Much of FFI's English translation/localization was.... crude to say the least (besides the 'Fighter'/'Light Warriors' thing, crystals were also translated as 'orbs', and other spell and item names often had odd abbreviations like the infamous mispelling of 'Masamune'), but it was not so much lazy translations as more just a technical limitation with Square having very limited character space to work with when replacing text, so they had to be creative.
You must be referring to the movies. They are wrong about many things - that is just one of them.
In fact when they are leaving Rivendell it is explicit that "Aragorn had Anduril, but no other weapon"
Legolas was the only one of the Fellowship to carry a bow.
It's not an issue of Japan not understanding the difference. For many reasons, but it also is demonstrably not the case when XI clearly knew the difference between a ranger and a bard.
It's an issue of archer being a pretty boring job concept without any additional gimmicks. In a game where every other job has some sort of magical element on top of a weapon style, the "archer job" needed something like songs or an animal companion on top of it so as not to be totally underwhelming.
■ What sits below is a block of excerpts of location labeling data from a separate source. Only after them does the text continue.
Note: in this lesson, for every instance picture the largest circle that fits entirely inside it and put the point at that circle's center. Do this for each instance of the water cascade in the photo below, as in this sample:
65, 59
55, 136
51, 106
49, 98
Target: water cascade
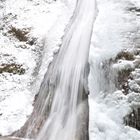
61, 110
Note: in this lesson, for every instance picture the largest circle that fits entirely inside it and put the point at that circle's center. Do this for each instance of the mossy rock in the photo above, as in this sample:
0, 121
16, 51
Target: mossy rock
12, 68
20, 34
125, 55
123, 76
133, 119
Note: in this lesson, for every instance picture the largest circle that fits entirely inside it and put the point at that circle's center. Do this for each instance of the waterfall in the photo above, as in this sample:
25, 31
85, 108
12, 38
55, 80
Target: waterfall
61, 110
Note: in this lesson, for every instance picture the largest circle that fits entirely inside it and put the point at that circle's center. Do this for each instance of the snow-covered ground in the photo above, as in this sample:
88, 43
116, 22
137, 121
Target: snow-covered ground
24, 61
115, 29
30, 32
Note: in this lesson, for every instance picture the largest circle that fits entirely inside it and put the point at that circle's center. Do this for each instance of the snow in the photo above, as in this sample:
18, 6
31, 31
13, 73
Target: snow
115, 29
45, 21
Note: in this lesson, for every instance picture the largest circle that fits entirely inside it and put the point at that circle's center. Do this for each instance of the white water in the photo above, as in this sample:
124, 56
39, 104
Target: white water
68, 78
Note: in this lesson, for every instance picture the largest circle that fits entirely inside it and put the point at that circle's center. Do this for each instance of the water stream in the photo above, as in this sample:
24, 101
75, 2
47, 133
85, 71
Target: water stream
61, 110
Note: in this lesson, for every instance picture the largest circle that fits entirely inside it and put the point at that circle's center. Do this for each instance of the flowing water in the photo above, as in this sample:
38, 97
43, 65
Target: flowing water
61, 110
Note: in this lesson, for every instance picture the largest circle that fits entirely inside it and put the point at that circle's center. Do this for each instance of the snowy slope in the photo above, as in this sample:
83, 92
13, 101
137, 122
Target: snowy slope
115, 29
30, 32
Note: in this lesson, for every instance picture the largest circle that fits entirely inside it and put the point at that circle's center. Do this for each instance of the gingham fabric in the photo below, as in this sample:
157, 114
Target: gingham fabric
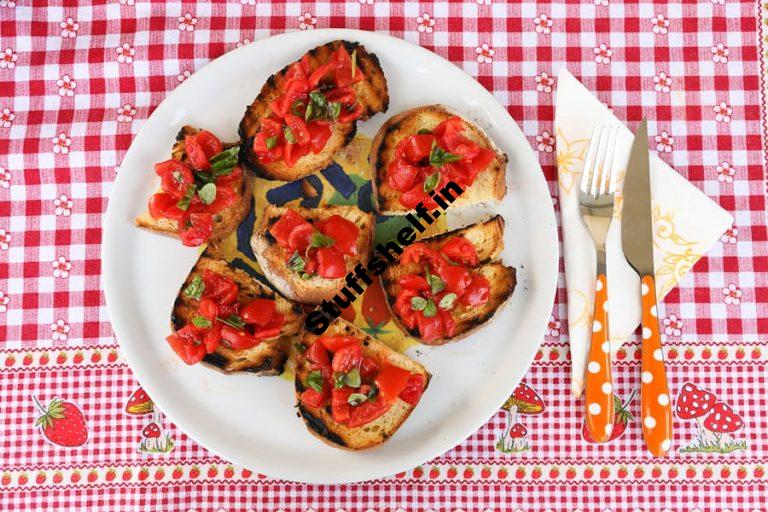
76, 83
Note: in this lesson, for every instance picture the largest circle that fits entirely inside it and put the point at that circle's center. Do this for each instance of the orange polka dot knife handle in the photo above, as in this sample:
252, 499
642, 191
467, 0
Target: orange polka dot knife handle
598, 393
655, 406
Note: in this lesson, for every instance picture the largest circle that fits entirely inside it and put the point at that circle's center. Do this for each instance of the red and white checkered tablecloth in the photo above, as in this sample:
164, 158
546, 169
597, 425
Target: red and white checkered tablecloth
78, 80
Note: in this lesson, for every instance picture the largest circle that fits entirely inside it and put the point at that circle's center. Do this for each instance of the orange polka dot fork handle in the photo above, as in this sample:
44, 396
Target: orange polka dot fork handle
598, 392
655, 407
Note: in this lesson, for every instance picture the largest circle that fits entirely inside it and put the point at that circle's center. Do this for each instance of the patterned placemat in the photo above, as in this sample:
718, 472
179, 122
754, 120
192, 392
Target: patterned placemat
76, 83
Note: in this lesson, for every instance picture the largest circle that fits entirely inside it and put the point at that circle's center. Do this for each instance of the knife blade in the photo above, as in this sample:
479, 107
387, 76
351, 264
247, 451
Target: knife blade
636, 217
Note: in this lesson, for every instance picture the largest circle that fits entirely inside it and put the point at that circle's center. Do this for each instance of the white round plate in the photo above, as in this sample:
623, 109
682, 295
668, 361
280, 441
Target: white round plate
252, 420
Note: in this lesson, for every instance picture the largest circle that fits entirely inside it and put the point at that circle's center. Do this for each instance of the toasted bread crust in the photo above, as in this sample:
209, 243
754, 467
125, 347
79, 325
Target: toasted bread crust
490, 183
226, 221
372, 93
266, 358
487, 238
319, 421
271, 256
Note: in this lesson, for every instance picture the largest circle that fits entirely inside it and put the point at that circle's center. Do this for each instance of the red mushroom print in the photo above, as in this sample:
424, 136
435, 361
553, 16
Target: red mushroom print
523, 401
715, 420
139, 404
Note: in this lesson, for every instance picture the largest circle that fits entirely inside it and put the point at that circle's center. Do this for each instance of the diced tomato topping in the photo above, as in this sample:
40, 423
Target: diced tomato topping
413, 282
317, 353
237, 339
343, 232
391, 380
460, 250
175, 177
419, 252
312, 398
456, 278
163, 205
188, 344
330, 263
367, 412
211, 144
195, 228
282, 229
347, 358
411, 394
478, 291
259, 311
196, 153
368, 369
221, 289
430, 328
334, 343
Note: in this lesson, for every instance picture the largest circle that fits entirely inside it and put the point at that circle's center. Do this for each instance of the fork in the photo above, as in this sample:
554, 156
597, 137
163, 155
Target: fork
596, 205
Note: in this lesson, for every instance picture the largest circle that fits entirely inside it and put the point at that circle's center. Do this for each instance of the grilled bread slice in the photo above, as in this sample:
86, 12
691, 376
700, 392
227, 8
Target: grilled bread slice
223, 223
487, 237
319, 420
372, 93
266, 358
490, 183
272, 257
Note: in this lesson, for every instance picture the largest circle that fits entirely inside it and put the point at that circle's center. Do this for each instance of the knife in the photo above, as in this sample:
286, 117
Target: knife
637, 242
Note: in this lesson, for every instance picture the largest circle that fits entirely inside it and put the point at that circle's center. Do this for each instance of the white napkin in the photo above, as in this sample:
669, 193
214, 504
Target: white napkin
686, 224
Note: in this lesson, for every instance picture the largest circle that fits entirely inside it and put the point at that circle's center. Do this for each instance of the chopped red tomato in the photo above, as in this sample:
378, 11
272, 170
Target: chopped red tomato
317, 353
175, 177
391, 380
312, 398
195, 228
367, 412
478, 291
347, 358
259, 311
334, 343
163, 205
237, 339
196, 153
282, 229
343, 232
211, 144
460, 250
221, 289
188, 344
411, 394
330, 263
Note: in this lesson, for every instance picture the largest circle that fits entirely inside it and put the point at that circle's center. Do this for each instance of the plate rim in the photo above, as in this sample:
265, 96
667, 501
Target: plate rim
548, 227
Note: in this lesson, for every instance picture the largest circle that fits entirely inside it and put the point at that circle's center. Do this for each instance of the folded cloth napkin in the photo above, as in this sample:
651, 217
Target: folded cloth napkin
686, 224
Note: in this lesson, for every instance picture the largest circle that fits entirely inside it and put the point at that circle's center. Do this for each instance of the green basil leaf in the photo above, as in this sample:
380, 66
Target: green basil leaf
321, 240
195, 288
207, 193
183, 203
448, 300
315, 381
437, 285
357, 399
296, 262
289, 135
353, 378
430, 309
233, 320
431, 182
418, 303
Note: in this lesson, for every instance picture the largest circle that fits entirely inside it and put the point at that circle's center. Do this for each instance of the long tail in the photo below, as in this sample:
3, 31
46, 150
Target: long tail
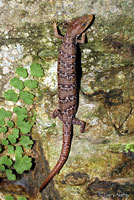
63, 156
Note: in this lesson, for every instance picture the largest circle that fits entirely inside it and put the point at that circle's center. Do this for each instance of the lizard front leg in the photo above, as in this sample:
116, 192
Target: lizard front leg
56, 33
80, 123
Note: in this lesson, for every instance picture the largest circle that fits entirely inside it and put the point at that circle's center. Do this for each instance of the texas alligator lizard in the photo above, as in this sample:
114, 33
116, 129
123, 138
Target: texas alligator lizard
67, 86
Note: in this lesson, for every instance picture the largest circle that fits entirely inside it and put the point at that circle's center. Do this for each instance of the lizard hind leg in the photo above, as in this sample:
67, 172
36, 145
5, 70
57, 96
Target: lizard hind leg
57, 113
80, 123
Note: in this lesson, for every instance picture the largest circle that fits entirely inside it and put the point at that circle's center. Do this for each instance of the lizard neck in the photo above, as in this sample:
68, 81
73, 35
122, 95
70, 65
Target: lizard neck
70, 39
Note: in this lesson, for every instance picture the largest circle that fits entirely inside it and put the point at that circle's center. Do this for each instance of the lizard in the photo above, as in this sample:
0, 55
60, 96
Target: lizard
67, 86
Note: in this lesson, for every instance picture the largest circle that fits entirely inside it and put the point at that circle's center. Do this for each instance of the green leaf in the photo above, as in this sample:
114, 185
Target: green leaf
21, 198
4, 129
21, 112
6, 160
10, 95
18, 153
22, 72
4, 114
36, 70
17, 83
16, 132
27, 97
10, 149
10, 175
10, 124
25, 127
0, 148
26, 142
2, 122
2, 167
5, 141
9, 197
32, 84
23, 164
12, 139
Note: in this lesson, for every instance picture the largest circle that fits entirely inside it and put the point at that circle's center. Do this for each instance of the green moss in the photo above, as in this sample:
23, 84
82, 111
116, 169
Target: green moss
23, 164
26, 142
22, 72
21, 112
10, 149
27, 97
129, 147
21, 198
17, 83
5, 141
13, 137
4, 129
10, 175
4, 114
36, 70
10, 124
2, 122
9, 197
10, 95
5, 160
32, 84
25, 127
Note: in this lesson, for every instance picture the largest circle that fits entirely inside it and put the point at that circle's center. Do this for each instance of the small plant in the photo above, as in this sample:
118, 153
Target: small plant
16, 139
9, 197
129, 147
10, 95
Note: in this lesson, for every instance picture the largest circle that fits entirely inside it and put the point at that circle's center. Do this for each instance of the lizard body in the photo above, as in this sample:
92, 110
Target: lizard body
67, 86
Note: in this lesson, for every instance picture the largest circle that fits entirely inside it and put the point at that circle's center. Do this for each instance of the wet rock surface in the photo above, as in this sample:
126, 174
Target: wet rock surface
106, 100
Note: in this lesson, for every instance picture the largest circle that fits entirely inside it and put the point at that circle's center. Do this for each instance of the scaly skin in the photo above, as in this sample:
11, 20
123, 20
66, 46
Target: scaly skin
67, 86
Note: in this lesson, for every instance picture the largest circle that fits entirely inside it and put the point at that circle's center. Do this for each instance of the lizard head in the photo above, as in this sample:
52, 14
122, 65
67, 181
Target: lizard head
79, 25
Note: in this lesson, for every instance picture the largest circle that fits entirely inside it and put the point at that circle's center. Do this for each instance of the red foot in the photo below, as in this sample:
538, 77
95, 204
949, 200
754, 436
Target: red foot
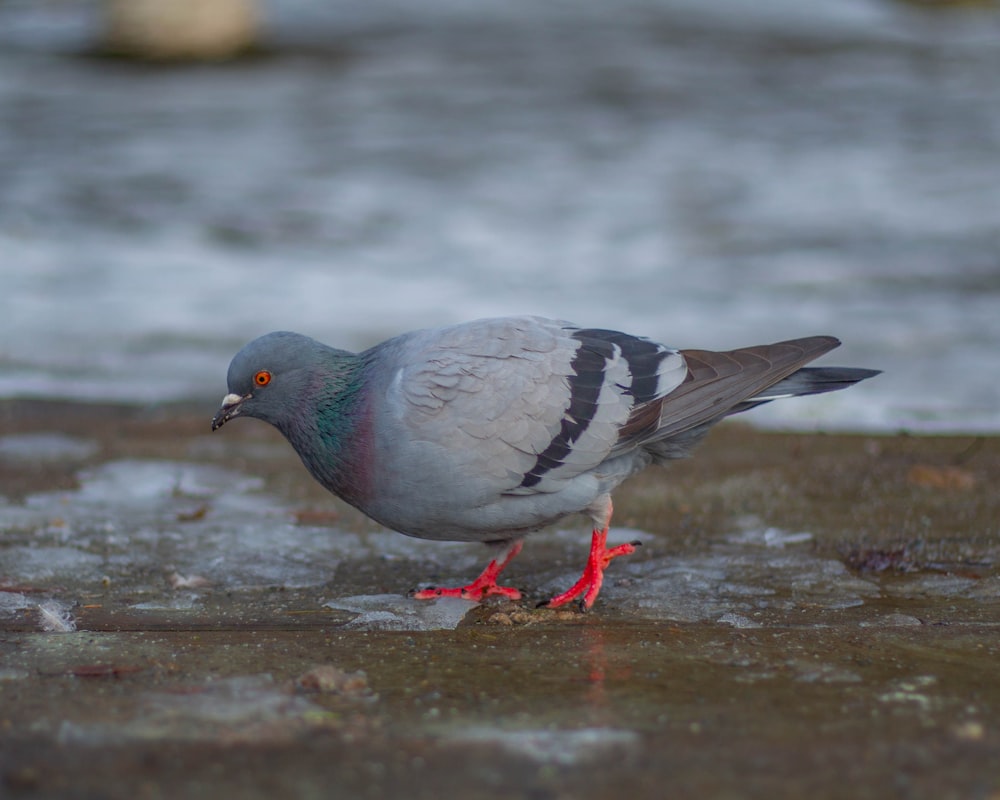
483, 586
593, 574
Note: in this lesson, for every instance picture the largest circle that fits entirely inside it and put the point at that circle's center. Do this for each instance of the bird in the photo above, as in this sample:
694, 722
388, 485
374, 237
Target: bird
489, 430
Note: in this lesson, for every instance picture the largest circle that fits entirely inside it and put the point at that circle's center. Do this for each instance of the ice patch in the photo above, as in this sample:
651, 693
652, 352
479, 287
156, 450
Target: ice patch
563, 748
391, 612
40, 447
246, 709
752, 571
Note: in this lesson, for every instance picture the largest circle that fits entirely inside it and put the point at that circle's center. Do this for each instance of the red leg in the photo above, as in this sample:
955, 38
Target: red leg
590, 582
483, 586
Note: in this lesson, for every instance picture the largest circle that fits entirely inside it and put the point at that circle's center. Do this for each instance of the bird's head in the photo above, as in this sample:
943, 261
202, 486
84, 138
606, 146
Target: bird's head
266, 376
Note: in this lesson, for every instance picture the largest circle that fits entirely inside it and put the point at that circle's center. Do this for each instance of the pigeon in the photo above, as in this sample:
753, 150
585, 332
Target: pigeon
489, 430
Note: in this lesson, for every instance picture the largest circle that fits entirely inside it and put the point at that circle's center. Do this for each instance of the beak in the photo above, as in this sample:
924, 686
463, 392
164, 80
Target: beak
230, 408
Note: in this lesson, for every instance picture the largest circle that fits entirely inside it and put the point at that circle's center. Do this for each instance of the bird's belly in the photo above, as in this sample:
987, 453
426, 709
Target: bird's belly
504, 517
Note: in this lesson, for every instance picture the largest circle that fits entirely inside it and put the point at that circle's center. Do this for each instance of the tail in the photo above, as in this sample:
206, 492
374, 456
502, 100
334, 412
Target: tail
721, 384
808, 380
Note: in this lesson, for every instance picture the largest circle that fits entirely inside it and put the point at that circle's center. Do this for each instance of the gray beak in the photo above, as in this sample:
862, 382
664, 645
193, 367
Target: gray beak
230, 408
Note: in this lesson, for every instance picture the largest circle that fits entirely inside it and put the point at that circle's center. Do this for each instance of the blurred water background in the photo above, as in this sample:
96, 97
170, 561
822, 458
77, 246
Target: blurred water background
710, 174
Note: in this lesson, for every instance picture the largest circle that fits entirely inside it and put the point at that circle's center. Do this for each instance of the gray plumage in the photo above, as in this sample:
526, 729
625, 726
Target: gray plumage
489, 430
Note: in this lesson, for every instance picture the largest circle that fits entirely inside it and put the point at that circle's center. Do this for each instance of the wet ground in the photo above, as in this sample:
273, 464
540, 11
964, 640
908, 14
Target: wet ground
184, 614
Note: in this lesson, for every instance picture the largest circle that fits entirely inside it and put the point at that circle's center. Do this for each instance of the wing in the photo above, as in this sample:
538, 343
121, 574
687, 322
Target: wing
527, 404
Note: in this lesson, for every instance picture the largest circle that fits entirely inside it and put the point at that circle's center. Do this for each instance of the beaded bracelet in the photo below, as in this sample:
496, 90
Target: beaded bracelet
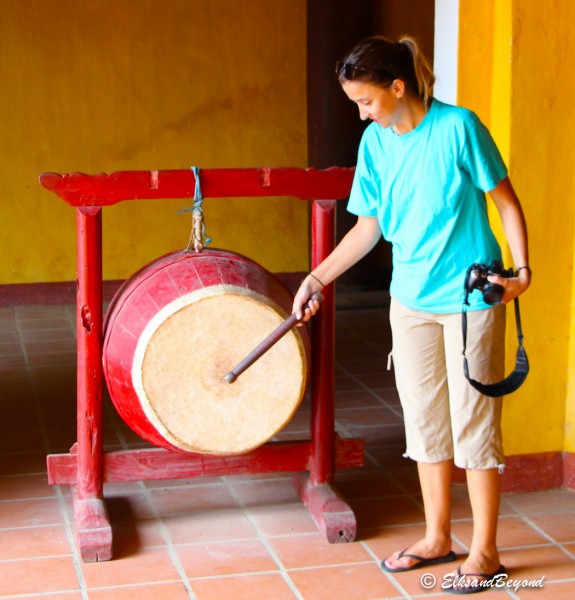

Obviously they went with melding archer with bard rather than beastmaster, probably because it had better overall synergy and didn't trod too much on the companion system's toes. I also suspect a huge justification for it was because XIV is a more dynamic, weapon- and attack-focused game than XI, and they needed to give bard *some* sort of actual weapon. Either way, I think it was the right choice because I consider "harp-bows" to be perhaps one of the most innovative takes on classic FF jobs in the entire game (alongside AST and SGE).
I wouldn't have looked twice at a boring ranger bow job, frankly, and I don't know why people keep pushing for that idea without proposing something more to actually make the concept, yaknow, interesting. Something that exceeds just using a weapon and moves into fantasy heroism. Even warrior, perhaps the most "basic" job design in XIV, has some elements of berserker and geomancer in it to give it some additional magical flavor and better carve out a job fantasy niche. A bow-wielder by itself is not much of a job fantasy.
I get the complaint, because... well, some people's favorite Avenger is Hawkeye or Black Widow. There is genuine appeal to the guy that can keep up with crazy superpowers because he's Just That Good. I have a friend who actually hates the Shadowbringers Machinist rework not because of playstyle, but because it moved so much of Machinist away from 'good at guns' and into 'has Batman's utility belt'. I'm not even sure what I'd want to recommend to someone who wants to play a 'naturally good and that's it' character in this game. Monk, maybe, if you ignore the outright Hadokens? Samurai, but basically only if you love Kurosawa enough to accept the theatrics as theatrics instead of magic?
I think the main problem comes from the fact that, in games like this, it's actually really hard to stretch the concept of 'just that good' into the entire skillset. Samurai only barely gets there, Monk falls short, and those two actually have the easiest job since it's just a melee skillset, and there's been a lot of media that's found ways to stretch those. You go into something like a range toolkit? Every FFXIV job has to have thirty-something powers and animations over its lifetime, how many things can you give someone with just a gun before you run out of ideas? Hell, way back I used to play City of Heroes; they only had nine powers per moveset, no required mechanic gimmicks, and all of comic books to borrow from, and their Archery and Assault Rifle powersets still had to get wacky. (Specifically Archery had to pack some Green Arrow-style trick arrows, and Assault Rifle had to make its default model a 'Frankengun' with multiple barrels, a flamethrower, and a grenade launcher.)